About the verification process

For your understanding, here is a formal description of the verification process.

From a file and a proof of existence receipt:

  • 1 - compute the SHA256 hash of the file
  • 2 - check that the targetHash property matches the hash of the file
  • 3 - check that the proof property is a valid Merkle proof (see the Chainpoint standard for this step)
  • 4 - retrieve the Bitcoin transaction from the anchors property
  • 5 - check that the OP_RETURN field of the Bitcoin transaction matches the merkleRoot property

These steps verify the existence of the file at the time of the Bitcoin transaction.

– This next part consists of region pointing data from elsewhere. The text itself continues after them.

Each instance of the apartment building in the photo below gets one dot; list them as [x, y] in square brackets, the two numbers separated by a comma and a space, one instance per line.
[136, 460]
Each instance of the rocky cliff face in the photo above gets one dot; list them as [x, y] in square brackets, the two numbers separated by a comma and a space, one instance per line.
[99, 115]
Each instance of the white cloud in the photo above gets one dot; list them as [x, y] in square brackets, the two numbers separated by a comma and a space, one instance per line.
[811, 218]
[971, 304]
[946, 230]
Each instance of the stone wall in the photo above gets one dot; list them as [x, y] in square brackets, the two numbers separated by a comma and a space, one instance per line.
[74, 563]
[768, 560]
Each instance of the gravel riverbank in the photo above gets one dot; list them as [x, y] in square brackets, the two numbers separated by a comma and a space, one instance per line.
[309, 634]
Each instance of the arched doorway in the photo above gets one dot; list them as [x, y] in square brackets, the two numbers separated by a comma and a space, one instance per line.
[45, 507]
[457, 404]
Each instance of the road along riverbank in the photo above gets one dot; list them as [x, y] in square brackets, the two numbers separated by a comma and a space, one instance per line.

From a file and a proof of signature receipt:

  • 1 - compute the SHA256 hash of the file
  • 2 - check that the signedHash property matches the hash of the file
  • 3 - check that the signature property is a valid signature of the signedHash property for the public key stored in the pubKey property
  • 4 - check that the targetHash property matches the SHA256 hash of the signature property
  • 5 - check that the proof property is a valid Merkle proof (see the Chainpoint standard for this step)
  • 6 - retrieve the Bitcoin transaction from the anchors property
  • 7 - check that the OP_RETURN field of the Bitcoin transaction matches the merkleRoot property

Additionally, if an identityURL property is available:

  • call identityURL to make the callee sign some random data using the public key pubKey
  • check that the returned signature is valid
  • get the TLS certificates of the URL (it must be an HTTPS URL) to get insight about the signee’s identity

Note that verifications steps 4 to 7 for proofs of signature are similar to steps 2 to 5 for proofs of existence: these steps verify the existence of the signature at the time of the Bitcoin transaction, which by transitivity verifies the existence of the file at the time of the Bitcoin transaction.